Fig. 6: MH selected by Pol θ usually contains mismatches.

a Diagram of base pairing positions P1–P6 of a MH. In this example, P1–P4 are matched, and P5–P6 are mismatched. b Heatmap showing read count percentage for each MH type utilized by Pol θ Δcen in the indicated libraries prepared with different oligo pools and a blocked bottom oligonucleotide (Oligo 10). MH <6 bp means the MH is anchored within 5 nucleotides of the 3′ end of the bottom strand. MH matched base pairs (0–6) indicates that the MH contains 0–6 matched bases. c Cluster plot of the favored MH used by Pol θ Δcen for end-joining reactions. All anchoring positions for Library 6–10 oligonucleotide pools (blocked bottom “Oligo 10”) were analyzed. If an oligonucleotide used the same MH in more than 50% of the read counts, it was designated a favored MH. Each column corresponds to one of these 910 individual oligonucleotides having a favored MH. Rows correspond to positions P1 to P6 of the MH as in panel (a). The percentage of matching at each position in the favored MH is indicated with a blue color scale. Mismatched positions are white. d Matching at position P1 of an MH is favored by Pol θ for anchoring and extension during initiation of end-joining. The fraction of matches or mismatches at 35 P1 positions (blue dots and box plot) is compared with theoretical fractions (red dots).
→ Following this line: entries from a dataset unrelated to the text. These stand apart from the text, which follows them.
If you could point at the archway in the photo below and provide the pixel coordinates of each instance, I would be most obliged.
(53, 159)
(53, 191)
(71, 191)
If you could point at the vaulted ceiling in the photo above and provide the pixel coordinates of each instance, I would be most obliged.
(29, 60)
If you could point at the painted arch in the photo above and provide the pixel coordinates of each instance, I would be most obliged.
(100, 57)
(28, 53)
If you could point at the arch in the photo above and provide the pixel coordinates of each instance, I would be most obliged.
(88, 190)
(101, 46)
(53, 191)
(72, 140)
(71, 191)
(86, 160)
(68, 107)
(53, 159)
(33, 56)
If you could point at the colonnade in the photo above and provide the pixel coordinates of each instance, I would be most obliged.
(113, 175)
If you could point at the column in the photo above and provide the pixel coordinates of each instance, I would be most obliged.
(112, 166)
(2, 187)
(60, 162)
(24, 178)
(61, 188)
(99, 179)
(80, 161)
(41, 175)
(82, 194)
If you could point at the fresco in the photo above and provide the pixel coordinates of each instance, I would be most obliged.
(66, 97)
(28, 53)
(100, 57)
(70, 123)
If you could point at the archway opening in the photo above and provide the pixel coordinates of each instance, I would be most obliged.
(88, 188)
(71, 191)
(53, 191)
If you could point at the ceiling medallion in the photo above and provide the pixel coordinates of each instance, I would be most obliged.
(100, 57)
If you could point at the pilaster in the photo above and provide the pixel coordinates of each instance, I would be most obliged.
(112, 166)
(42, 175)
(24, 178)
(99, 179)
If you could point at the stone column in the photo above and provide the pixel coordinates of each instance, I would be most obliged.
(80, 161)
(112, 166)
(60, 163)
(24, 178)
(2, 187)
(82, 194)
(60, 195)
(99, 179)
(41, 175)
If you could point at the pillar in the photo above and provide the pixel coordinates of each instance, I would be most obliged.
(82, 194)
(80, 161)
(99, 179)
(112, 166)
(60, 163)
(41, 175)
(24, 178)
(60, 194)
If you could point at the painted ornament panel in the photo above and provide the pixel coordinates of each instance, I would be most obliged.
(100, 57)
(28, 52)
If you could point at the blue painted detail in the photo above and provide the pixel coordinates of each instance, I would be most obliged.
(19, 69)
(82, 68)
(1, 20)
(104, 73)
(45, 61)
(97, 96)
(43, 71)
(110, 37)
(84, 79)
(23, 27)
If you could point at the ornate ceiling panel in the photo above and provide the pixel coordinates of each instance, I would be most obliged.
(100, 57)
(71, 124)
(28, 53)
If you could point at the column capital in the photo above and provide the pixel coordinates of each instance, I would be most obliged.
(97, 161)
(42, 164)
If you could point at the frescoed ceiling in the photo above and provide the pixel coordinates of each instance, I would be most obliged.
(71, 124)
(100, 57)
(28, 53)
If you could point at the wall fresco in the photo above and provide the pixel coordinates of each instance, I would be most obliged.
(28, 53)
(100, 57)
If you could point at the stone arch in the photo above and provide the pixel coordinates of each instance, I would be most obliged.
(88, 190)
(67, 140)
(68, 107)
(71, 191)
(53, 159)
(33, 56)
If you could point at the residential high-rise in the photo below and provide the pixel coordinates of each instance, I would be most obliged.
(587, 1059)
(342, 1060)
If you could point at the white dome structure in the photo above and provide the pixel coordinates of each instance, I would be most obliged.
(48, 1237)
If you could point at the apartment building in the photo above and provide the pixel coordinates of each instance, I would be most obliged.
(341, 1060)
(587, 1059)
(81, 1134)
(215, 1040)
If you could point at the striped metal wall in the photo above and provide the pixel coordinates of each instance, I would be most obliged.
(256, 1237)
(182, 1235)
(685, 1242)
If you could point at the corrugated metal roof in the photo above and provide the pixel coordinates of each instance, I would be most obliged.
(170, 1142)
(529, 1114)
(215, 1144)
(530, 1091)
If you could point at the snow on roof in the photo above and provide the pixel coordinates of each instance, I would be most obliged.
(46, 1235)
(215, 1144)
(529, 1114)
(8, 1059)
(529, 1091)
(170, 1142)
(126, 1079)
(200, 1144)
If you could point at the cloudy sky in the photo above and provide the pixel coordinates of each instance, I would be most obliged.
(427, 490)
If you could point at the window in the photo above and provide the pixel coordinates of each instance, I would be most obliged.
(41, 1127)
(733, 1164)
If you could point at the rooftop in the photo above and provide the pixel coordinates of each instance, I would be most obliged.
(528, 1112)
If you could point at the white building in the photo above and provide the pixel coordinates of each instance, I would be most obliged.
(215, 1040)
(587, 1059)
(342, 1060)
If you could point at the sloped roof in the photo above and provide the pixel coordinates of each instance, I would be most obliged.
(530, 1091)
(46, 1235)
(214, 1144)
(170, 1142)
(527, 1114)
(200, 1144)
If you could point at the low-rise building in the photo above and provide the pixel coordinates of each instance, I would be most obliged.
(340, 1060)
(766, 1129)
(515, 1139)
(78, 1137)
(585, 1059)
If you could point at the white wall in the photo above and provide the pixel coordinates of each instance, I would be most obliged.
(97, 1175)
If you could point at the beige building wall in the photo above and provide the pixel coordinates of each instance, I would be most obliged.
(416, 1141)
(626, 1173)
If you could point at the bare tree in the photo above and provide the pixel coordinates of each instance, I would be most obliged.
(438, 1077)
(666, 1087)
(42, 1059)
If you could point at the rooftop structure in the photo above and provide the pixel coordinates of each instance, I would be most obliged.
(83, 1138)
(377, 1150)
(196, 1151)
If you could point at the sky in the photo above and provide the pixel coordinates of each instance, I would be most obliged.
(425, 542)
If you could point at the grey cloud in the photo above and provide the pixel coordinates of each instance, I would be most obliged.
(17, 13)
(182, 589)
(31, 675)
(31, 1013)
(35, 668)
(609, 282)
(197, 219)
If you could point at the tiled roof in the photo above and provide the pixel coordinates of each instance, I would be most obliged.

Box plots show the median (center line), the 25th and 75th percentiles (bounds of box), and Tukey whiskers (1.5X interquartile range). The statistical significance is labeled with the p value derived from a unpaired two-sided t-test. e MH containing >2 matches show higher anchoring frequencies than theoretical frequencies. Experimental anchoring frequencies of five different types of MHs at 35 positions are shown with green dots and the mean ± standard deviation in blue. The comparison with theoretical frequency (red dots) was done with a two-sided t-test. The resulting p value is shown; ns indicates no significant difference. Source data are provided as a Source Data file.